Since Carlson made so many factual errors as to the nature of hate crimes law and this bill in particular, it seems safe to say that he was suffering from a bit of status nostalgia, truly arguing that equality protections extended to sexual orientation would diminish his superior social status as a heterosexual.
This is why Craig v. Boren‘s legal strategy is worth revisiting. In the case, advocates working to expand equal protection to encompass sex discrimination sought out laws that discriminated against men, not women. In Craig, this was an Oklahoma law that prohibited men under the age of 21 from buying “nonintoxicating 3.2% beer,” while women were permitted to buy this beverage after the age of 18. Instead of challenging head on laws that classified against women, first advocates won intermediate scrutiny by challenging a law on equal protection grounds that discriminated against men – a more legally (and politically) palatable challenge.
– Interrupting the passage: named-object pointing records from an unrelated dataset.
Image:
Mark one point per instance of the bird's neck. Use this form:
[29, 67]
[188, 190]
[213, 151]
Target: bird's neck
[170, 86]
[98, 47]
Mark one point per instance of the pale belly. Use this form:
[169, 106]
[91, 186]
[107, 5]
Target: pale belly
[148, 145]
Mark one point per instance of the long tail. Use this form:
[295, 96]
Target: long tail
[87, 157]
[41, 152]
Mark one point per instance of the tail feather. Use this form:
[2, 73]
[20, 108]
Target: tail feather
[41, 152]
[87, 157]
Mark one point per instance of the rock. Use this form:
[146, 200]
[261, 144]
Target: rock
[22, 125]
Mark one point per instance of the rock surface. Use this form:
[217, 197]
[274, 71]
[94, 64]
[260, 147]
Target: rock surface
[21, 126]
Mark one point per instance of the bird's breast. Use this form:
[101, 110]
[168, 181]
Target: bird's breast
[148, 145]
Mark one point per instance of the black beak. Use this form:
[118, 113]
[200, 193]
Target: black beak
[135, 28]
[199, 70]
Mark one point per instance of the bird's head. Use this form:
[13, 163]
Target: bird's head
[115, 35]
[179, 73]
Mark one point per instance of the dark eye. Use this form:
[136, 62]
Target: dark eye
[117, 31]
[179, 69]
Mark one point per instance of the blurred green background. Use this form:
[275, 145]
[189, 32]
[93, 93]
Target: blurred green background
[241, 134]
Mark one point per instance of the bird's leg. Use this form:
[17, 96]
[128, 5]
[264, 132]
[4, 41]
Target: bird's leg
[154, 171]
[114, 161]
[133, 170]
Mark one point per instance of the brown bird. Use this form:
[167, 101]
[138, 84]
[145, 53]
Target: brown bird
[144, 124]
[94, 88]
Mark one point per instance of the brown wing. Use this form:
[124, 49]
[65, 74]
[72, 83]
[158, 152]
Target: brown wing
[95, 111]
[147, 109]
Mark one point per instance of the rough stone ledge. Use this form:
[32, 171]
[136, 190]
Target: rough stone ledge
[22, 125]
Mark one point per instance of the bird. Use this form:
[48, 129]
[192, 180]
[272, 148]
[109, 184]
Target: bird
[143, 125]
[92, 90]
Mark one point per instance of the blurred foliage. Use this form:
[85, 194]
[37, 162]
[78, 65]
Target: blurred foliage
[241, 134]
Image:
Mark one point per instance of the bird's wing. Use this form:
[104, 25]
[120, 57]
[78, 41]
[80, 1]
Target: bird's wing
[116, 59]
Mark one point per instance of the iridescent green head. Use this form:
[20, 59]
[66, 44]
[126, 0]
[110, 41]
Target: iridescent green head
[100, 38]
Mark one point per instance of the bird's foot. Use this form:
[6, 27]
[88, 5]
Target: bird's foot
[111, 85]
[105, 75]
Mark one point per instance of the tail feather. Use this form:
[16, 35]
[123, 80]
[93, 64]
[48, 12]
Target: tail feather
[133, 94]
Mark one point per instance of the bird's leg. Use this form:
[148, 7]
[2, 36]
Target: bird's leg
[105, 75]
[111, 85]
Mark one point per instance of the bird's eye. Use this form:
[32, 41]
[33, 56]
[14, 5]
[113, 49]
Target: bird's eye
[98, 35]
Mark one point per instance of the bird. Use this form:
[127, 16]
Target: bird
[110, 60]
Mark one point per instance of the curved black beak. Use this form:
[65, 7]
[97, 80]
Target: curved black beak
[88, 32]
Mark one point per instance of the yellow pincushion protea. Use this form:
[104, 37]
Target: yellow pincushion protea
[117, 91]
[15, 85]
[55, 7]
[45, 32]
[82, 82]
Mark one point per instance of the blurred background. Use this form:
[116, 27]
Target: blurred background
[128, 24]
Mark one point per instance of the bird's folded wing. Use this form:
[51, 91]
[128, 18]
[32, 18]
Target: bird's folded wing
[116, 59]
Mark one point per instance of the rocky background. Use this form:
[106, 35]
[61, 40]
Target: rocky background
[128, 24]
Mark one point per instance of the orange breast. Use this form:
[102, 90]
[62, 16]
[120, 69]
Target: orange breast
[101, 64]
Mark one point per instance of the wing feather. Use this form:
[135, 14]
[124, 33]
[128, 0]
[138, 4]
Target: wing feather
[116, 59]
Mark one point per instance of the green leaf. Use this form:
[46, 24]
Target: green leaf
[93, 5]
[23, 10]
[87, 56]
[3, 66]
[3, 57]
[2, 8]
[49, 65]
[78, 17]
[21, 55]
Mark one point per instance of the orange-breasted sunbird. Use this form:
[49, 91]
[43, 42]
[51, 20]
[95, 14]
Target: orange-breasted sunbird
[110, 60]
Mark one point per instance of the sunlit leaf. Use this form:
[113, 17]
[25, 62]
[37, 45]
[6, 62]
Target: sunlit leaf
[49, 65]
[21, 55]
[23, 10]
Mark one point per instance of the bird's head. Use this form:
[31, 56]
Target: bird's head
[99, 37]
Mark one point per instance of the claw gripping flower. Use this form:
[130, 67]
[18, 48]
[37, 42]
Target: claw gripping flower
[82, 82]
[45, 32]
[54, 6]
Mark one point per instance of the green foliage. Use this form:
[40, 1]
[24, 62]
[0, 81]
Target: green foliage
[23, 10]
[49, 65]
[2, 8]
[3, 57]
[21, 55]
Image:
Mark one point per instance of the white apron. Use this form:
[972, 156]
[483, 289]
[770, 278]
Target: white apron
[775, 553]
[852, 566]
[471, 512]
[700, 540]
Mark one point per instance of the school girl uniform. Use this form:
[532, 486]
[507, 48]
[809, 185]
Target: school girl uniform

The analogy here isn’t perfect. Here Congress is drafting new law, not seeking to overturn or reinterpret laws on the books. But in making the sale, explaining that this is not a law of “special treatment” but one of equality, one has to address directly the status nostalgic arguments of men like Carlson. Solomonese should have responded that hate crimes law protects him equally, and that Human Rights Campaign opposes hate crimes against heterosexual white males just as much as it opposes hate crimes against the LBGT community. This is a point on which the broad center of American voters will agree. At that point, Carlson would have had to either 1 argue that hate crimes are not real, or 2 argue that local law enforcement does not need extra resources to fight hate crimes. Both of those arguments are losing ones. And while I know that liberty is the new equality, equality still maintains symbolic and rhetorical, as well as political and legal, weight. I think it will win the day here.